The sheriff of Sweetwater County in southwest Wyoming is forming a task force of up to five deputies who will be authorized to enforce federal immigration laws.
Sheriff John Grossnickle on Thursday signed a memorandum of understanding between his office and U.S. Immigration and Customs Enforcement (ICE).
The federal agency has not yet finalized the agreement, but the sheriff signed the local office into an arrangement by which up to five deputies will be authorized to act as immigration agents, sheriff’s spokesman Jason Mower told Cowboy State Daily in a Thursday interview.
Mower said the office hasn’t decided how many deputies to authorize yet.
The program works in phases: Task force agents will have a 40-hour training within the first two months of their selection. Then they will work with ICE supervisors until they can attend a six-week training that has not yet been scheduled, Grossnickle said.
After the mentorship phase, deputies will be able to conduct immigration investigations during the normal course of their law enforcement work in the county; and they’ll still be under the federal agency’s supervision though not directly mentored at that point, the sheriff said.
The local agents’ emphasis will be on suspects they encounter during normal criminal investigation, the sheriff said.
“We’re not knocking on peoples doors, taking kids out of school,” said Grossnickle. “This is just to assist ICE so we don’t have to have (federal) agents out here and not have local control.”

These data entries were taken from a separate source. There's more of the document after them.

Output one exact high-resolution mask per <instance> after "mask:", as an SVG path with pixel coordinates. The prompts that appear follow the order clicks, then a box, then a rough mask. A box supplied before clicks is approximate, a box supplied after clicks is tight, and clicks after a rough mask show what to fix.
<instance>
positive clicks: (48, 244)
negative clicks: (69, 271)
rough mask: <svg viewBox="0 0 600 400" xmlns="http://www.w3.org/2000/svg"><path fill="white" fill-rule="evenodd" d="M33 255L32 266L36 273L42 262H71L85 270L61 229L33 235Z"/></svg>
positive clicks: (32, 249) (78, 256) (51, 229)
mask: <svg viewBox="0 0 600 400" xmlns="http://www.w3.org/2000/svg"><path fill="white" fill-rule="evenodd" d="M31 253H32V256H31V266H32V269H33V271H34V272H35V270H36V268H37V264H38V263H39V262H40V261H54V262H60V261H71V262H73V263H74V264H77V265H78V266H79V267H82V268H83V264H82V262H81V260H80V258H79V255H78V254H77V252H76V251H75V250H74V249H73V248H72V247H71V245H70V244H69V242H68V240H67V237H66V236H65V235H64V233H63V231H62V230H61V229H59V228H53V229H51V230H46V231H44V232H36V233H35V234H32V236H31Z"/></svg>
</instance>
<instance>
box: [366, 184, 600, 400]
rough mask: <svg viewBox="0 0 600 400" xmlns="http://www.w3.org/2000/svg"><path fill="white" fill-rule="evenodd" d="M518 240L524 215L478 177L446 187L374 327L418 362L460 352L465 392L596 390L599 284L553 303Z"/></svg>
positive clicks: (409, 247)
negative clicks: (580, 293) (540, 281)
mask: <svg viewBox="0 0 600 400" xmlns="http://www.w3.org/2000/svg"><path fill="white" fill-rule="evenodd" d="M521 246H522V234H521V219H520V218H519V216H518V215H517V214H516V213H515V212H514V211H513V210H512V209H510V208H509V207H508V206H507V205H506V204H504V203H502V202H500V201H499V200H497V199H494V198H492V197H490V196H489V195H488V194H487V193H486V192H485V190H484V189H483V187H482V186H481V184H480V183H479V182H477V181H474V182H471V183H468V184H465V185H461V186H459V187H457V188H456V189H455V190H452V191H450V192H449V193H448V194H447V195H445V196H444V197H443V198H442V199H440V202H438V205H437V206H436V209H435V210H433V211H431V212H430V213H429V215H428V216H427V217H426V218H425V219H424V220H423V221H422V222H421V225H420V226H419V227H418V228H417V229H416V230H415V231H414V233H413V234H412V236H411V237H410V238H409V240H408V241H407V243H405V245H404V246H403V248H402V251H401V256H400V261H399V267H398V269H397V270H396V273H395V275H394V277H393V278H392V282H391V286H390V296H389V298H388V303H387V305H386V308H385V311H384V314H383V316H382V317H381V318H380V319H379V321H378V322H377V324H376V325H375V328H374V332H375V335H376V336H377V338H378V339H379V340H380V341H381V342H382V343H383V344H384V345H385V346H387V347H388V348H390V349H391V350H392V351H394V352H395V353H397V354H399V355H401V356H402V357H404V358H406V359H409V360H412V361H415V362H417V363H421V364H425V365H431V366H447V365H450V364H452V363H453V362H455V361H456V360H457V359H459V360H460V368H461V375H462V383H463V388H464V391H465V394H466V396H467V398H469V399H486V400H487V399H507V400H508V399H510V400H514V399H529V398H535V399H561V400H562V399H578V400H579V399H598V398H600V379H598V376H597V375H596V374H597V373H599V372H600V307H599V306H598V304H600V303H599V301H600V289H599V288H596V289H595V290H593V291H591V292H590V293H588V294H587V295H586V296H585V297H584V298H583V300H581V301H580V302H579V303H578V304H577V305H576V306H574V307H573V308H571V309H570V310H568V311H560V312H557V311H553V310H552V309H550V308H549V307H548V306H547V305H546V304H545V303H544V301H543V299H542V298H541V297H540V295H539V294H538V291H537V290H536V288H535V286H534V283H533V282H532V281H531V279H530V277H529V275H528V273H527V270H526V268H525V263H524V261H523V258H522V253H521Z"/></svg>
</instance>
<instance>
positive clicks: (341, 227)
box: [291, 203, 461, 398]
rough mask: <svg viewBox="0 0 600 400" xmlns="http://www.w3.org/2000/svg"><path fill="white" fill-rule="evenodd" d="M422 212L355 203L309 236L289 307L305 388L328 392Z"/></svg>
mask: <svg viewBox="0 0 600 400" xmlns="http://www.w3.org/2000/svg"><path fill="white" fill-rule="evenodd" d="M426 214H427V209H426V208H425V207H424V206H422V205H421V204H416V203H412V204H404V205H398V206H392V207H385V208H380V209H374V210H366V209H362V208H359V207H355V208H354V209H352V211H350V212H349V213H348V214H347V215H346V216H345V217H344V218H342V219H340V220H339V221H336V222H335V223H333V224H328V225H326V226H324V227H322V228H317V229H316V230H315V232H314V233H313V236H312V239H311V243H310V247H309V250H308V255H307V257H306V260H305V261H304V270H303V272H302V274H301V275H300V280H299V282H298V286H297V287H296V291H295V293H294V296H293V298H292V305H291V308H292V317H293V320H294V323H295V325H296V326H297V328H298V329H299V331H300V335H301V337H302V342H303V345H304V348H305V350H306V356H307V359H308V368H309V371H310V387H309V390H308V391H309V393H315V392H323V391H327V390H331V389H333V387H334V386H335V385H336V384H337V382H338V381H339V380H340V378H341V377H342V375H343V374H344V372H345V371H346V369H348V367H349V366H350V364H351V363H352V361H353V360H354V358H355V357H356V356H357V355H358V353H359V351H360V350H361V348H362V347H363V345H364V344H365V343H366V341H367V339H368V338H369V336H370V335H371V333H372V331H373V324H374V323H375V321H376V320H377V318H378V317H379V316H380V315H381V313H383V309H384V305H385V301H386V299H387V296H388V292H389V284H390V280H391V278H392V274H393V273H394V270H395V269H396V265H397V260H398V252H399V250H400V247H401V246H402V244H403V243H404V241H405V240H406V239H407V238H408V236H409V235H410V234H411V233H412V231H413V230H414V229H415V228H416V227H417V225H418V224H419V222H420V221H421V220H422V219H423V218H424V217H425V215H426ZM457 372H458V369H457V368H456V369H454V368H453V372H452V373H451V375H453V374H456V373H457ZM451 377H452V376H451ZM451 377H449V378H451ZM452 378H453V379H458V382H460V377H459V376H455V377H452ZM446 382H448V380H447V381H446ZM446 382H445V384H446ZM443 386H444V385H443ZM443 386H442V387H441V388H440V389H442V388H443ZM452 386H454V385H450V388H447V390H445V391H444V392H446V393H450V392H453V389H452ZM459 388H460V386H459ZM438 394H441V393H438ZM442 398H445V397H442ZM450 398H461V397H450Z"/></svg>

Grossnickle said this issue isn’t about politics for him, recalling a 2022 crime in which a twice-deported sex offender violently raped an 8-year-old girl.
“That’s the kind of threat we’re trying to stop,” added Grossnickle in a later statement.
He told Cowboy State Daily that his region along Interstate 80 has also seen foreign nationals operating commercial trucks without licenses, many from Eastern European countries.
And In The Jail Too
The Sweetwater County Sheriff’s Office’s various agreements indicate that it has the most cooperative relationship with ICE of any Wyoming county.
The office in 2020 struck an agreement by which it could hold ICE detainees in the local jail for longer then the usual two-day window, in exchange for a daily rate of federal dollars. That rate is in the process of being renegotiated, said Grossnickle, who declined to discuss the amount until the agreement is finalized.
The local office is also preparing to send two of its jail deputies to a federal training in June, so that they may conduct immigration investigations within the jail on already-detained suspects of local crimes, said Mower.
Transporting, And Beds
The sheriff’s office is also finalizing a transportation agreement authorizing its transportation personnel to pick up ICE detainees from surrounding counties —Teton, Uinta, Lincoln and Sublette — and hold them in the Sweetwater County Detention Center.
And it recently doubled its ICE-designated jail beds from 15 to 30, Mower told Cowboy State Daily in an earlier interview.